Dabei ist die Geräuschentwicklung keineswegs auf die unmittelbare Umgebung beschränkt. Viele Wohngebiete in der Nähe von Flughäfen können ein Klagelied davon singen. Sie leiden inzwischen massiv unter einem Phänomen, das eine in Studium, Beruf und Freizeit immerzu rastlose und mobile Gesellschaft verursacht: Fluglärm.
Kommt dann noch eine Straßenbaustelle vor dem Nachbarhaus hinzu, so ist für viele Zeitgenossen im wahrsten Sinne des Wortes die Schmerzgrenze erreicht. Aus dem Rauschen, Knattern, Wummern und Dröhnen der Umgebung entsteht eine handfeste Gesundheitsbelastung, die als Triggerfaktor eine Migräneattacke oder Kopfschmerz vom Spannungstyp auslösen kann.

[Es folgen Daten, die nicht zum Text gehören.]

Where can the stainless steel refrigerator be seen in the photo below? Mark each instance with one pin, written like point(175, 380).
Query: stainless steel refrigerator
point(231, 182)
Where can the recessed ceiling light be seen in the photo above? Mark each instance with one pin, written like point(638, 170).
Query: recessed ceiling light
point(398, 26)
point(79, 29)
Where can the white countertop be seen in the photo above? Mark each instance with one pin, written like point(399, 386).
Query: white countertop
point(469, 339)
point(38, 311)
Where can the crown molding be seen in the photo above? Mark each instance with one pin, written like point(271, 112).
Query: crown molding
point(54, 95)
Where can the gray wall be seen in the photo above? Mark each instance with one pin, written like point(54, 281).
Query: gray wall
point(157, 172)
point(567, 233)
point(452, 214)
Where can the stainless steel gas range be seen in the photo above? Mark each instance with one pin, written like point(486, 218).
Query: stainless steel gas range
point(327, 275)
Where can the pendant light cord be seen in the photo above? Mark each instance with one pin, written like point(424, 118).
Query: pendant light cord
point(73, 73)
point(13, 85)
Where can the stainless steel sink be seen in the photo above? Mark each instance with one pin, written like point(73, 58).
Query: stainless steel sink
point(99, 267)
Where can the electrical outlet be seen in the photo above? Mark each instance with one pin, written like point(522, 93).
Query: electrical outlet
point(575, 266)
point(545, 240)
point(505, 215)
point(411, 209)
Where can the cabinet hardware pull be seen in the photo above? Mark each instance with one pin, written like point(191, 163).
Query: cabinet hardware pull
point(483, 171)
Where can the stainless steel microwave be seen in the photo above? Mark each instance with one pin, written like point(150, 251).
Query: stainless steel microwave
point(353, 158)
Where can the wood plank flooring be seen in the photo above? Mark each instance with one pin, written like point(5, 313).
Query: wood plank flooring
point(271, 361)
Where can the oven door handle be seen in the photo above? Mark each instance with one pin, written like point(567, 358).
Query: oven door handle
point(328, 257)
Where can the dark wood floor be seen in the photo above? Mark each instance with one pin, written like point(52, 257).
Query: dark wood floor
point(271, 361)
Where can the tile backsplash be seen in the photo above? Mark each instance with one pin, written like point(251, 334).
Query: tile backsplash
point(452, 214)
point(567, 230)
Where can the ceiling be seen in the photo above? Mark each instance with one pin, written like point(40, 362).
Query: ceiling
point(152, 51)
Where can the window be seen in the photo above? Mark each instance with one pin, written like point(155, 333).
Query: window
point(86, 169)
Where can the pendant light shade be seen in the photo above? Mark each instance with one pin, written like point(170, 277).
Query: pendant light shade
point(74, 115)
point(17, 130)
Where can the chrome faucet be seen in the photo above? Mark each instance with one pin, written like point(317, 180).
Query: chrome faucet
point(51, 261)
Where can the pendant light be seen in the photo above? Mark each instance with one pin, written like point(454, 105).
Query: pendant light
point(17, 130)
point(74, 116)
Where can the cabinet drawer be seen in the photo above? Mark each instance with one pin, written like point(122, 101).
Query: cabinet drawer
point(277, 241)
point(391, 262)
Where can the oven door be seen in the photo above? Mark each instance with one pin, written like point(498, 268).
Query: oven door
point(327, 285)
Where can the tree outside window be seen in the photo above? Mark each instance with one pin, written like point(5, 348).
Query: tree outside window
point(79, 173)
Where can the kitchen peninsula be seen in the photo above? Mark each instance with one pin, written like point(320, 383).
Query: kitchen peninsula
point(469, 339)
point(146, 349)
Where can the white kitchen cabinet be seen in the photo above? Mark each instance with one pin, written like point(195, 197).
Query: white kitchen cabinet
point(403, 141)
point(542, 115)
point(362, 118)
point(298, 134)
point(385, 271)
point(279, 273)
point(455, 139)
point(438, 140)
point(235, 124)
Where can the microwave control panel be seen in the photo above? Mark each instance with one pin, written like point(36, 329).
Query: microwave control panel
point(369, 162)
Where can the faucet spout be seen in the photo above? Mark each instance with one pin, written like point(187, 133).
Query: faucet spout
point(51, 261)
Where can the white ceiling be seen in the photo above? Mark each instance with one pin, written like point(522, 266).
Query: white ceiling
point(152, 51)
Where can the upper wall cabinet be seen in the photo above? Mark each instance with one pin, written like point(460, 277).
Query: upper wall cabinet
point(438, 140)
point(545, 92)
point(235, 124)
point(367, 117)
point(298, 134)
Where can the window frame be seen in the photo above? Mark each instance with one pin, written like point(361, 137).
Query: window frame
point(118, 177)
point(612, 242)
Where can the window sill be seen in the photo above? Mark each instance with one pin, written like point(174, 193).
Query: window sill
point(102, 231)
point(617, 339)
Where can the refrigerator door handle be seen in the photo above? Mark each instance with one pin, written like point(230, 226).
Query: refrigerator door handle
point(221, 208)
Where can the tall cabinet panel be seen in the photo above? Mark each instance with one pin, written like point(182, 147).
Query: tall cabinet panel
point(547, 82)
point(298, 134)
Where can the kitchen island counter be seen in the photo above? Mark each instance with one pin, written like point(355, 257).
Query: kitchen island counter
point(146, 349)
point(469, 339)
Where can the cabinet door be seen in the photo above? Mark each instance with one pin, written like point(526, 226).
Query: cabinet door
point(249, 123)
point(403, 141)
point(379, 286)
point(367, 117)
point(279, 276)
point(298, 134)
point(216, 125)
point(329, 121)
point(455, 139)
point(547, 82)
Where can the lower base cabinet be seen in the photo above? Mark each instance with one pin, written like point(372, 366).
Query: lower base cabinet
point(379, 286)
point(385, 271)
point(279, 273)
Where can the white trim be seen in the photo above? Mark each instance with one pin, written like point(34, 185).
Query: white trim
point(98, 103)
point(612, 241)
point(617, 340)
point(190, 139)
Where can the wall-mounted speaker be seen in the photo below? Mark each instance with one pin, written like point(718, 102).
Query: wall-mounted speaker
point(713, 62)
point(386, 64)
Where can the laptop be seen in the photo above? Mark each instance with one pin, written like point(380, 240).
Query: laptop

Erst die Wissenschaft lieferte Beweise
Der Erkenntnis, wonach Lärm eine gesundheitliche Belastung mit mannigfachen Folgen darstellt, musste allerdings über Jahrzehnte hinweg immer wieder beharrlich Gehör verschafft werden. Viele Patienten, die Symptome wie beispielsweise Dauerkopfschmerzen mit dem Krach in ihrer Umgebung in Verbindung brachten, galten zunächst als überempfindlich oder wurden gar als nörgelnde Querulanten abgetan.
Glücklicherweise hat sich das inzwischen geändert. Wissenschaftliche Untersuchungen haben zahlreiche Belege dafür geliefert, dass Lärm als Umwelt- oder Umgebungsphänomen Kopfschmerzereignisse auslösen, aufrechterhalten oder verschlimmern kann. Im Folgenden werden hier einige der Erhebungen und ihre Ergebnisse vorgestellt.
So berichtet beispielsweise eine norwegische Studie, dass viele Migränepatienten Lärm als auslösenden Faktor für Attacken benennen. Dies gilt sowohl für Erkrankungen mit Aura (69%) als auch ohne (36 %). Darüber hinaus stellten die Wissenschaftler auch in den Migräne-freien Zeiträumen bei diesen Patienten eine erhöhte Empfindlichkeit gegenüber Lärm fest.
Eine australische Forschergruppe unter der Leitung von Paul Martin untersuchte die Auswirkungen von Lärm auf 18 bis 30-jährige Probanden. Diese mussten schwierige Aufgaben lösen und wurden dabei zusätzlich mit Lärm konfrontiert. Dies stellt eine Konstellation dar, wie sie im Alltag von Studierenden durchaus öfter vorkommt. Das Resultat: Bei 79 Prozent der Teilnehmenden stellten sich Kopfschmerzen ein. Kein Wunder also, dass sich Lärm oft empfindlich auf das Lernvermögen und den Studienerfolg auswirkt.
Lärm wirkt schon in niedrigen Dosen
Dass es nicht unbedingt der Presslufthammer sein muss, der Kopfschmerzen erzeugt, macht eine Erhebung deutlich, in der freiwillige Probanden Geräuschen ausgesetzt wurden, die man annäherungsweise als unstrukturiertes Rauschen beschreiben kann und die im Englischen als „white noise“ bezeichnet werden. In der Folge entwickelten sich bei der Hälfte der Teilnehmer Kopfschmerzen. Hinzu kam ein interessanter Nebenbefund: Diejenigen, die nach eigenen Angaben in ihrem Alltag häufiger unter Kopfschmerzen litten, zeigten eine niedrigere Toleranzschwelle als die weniger stark betroffenen Teilnehmer. Ein wirksamer Auslöser von Kopfschmerz war der Lärm indes bei beiden Gruppen.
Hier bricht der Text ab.